Documentation/x86/intel_mpx.rst - third_party/kernel - Git at Google

 .. SPDX-License-Identifier: GPL-2.0

 ===========================================
 Intel(R) Memory Protection Extensions (MPX)
 ===========================================

 Intel(R) MPX Overview
 =====================

 Intel(R) Memory Protection Extensions (Intel(R) MPX) is a new capability
 introduced into Intel Architecture. Intel MPX provides hardware features
 that can be used in conjunction with compiler changes to check memory
 references, for those references whose compile-time normal intentions are
 usurped at runtime due to buffer overflow or underflow.

 You can tell if your CPU supports MPX by looking in /proc/cpuinfo::

 	cat /proc/cpuinfo  | grep ' mpx '

 For more information, please refer to Intel(R) Architecture Instruction
 Set Extensions Programming Reference, Chapter 9: Intel(R) Memory Protection
 Extensions.

 Note: As of December 2014, no hardware with MPX is available but it is
 possible to use SDE (Intel(R) Software Development Emulator) instead, which
 can be downloaded from
 http://software.intel.com/en-us/articles/intel-software-development-emulator


 How to get the advantage of MPX
 ===============================

 For MPX to work, changes are required in the kernel, binutils and compiler.
 No source changes are required for applications, just a recompile.

 There are a lot of moving parts of this to all work right. The following
 is how we expect the compiler, application and kernel to work together.

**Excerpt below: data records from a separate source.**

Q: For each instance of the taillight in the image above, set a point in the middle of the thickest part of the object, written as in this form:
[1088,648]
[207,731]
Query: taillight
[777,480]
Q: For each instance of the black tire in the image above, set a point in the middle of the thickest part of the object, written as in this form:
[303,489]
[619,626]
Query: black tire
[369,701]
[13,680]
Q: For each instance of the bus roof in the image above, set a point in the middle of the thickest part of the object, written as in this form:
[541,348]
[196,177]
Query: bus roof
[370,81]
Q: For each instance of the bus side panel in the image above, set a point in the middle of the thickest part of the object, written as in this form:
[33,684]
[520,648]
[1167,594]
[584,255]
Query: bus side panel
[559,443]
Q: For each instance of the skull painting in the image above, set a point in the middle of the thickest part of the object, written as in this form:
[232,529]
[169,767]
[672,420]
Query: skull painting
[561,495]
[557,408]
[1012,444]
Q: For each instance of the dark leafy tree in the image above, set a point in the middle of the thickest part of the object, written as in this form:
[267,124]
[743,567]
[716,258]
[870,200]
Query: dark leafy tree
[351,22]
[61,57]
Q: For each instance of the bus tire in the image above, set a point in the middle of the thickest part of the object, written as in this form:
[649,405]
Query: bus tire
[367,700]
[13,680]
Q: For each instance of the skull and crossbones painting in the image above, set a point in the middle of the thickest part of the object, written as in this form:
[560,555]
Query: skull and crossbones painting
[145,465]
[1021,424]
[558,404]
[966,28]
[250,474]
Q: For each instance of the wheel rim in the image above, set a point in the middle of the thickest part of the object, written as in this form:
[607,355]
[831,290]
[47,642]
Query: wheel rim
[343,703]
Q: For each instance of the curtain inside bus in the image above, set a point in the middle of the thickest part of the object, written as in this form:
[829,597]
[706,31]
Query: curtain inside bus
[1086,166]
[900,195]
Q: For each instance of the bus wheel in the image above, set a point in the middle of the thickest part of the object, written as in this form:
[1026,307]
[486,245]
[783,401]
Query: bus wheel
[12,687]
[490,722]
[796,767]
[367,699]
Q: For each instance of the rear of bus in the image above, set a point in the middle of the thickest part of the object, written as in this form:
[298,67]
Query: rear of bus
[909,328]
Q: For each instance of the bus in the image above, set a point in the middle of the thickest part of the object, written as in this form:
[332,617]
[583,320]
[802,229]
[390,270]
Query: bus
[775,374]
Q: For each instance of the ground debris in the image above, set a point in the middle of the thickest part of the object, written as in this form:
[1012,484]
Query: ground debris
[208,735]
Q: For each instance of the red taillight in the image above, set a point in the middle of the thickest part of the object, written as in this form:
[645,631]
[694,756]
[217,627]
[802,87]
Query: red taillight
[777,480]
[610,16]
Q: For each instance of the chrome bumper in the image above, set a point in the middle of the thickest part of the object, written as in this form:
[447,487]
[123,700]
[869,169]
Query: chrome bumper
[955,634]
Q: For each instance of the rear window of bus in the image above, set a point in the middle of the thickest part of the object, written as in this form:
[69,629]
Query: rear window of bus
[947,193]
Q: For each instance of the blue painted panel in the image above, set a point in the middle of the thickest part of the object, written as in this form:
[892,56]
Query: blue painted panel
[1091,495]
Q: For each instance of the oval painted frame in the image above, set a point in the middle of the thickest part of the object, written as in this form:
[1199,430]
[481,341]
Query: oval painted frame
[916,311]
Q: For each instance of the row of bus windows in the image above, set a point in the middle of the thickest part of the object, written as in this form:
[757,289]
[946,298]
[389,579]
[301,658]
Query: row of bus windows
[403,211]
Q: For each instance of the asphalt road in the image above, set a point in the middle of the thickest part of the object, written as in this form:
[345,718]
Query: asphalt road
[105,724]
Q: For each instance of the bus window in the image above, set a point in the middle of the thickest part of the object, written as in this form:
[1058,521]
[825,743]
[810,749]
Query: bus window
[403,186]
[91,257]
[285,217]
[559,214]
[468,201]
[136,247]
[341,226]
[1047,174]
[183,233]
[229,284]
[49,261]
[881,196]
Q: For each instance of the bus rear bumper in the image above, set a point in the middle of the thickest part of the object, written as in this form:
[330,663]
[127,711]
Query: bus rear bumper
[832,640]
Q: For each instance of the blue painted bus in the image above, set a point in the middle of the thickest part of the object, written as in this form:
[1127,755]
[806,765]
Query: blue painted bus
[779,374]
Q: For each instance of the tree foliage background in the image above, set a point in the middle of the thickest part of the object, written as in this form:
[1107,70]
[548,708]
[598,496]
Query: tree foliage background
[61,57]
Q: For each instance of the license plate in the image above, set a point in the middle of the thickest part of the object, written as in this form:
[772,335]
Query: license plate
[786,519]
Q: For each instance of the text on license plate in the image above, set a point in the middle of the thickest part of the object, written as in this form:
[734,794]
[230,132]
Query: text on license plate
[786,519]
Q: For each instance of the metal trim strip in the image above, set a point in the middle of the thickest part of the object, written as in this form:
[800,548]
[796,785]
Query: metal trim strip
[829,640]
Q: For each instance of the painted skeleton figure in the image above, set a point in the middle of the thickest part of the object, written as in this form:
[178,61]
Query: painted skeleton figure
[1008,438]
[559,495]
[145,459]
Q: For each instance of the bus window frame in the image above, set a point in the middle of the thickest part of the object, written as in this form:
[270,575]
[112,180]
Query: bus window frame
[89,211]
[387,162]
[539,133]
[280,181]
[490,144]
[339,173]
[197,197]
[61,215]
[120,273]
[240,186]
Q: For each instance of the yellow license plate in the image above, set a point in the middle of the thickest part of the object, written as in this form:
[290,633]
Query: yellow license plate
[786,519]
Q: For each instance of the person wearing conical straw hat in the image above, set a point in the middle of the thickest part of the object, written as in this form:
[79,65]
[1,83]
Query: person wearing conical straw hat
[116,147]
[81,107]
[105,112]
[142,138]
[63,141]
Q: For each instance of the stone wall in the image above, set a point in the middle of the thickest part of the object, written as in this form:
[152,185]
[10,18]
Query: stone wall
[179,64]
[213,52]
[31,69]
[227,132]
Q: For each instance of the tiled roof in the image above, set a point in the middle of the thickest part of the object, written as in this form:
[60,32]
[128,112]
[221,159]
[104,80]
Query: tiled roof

 1) Application developer compiles with -fmpx. The compiler will add the
    instrumentation as well as some setup code called early after the app
    starts. New instruction prefixes are noops for old CPUs.
 2) That setup code allocates (virtual) space for the "bounds directory",
    points the "bndcfgu" register to the directory (must also set the valid
    bit) and notifies the kernel (via the new prctl(PR_MPX_ENABLE_MANAGEMENT))
    that the app will be using MPX.  The app must be careful not to access
    the bounds tables between the time when it populates "bndcfgu" and
    when it calls the prctl().  This might be hard to guarantee if the app
    is compiled with MPX.  You can add "__attribute__((bnd_legacy))" to
    the function to disable MPX instrumentation to help guarantee this.
    Also be careful not to call out to any other code which might be
    MPX-instrumented.
 3) The kernel detects that the CPU has MPX, allows the new prctl() to
    succeed, and notes the location of the bounds directory. Userspace is
    expected to keep the bounds directory at that location. We note it
    instead of reading it each time because the 'xsave' operation needed
    to access the bounds directory register is an expensive operation.
 4) If the application needs to spill bounds out of the 4 registers, it
    issues a bndstx instruction. Since the bounds directory is empty at
    this point, a bounds fault (#BR) is raised, the kernel allocates a
    bounds table (in the user address space) and makes the relevant entry
    in the bounds directory point to the new table.
 5) If the application violates the bounds specified in the bounds registers,
    a separate kind of #BR is raised which will deliver a signal with
    information about the violation in the 'struct siginfo'.
 6) Whenever memory is freed, we know that it can no longer contain valid
    pointers, and we attempt to free the associated space in the bounds
    tables. If an entire table becomes unused, we will attempt to free
    the table and remove the entry in the directory.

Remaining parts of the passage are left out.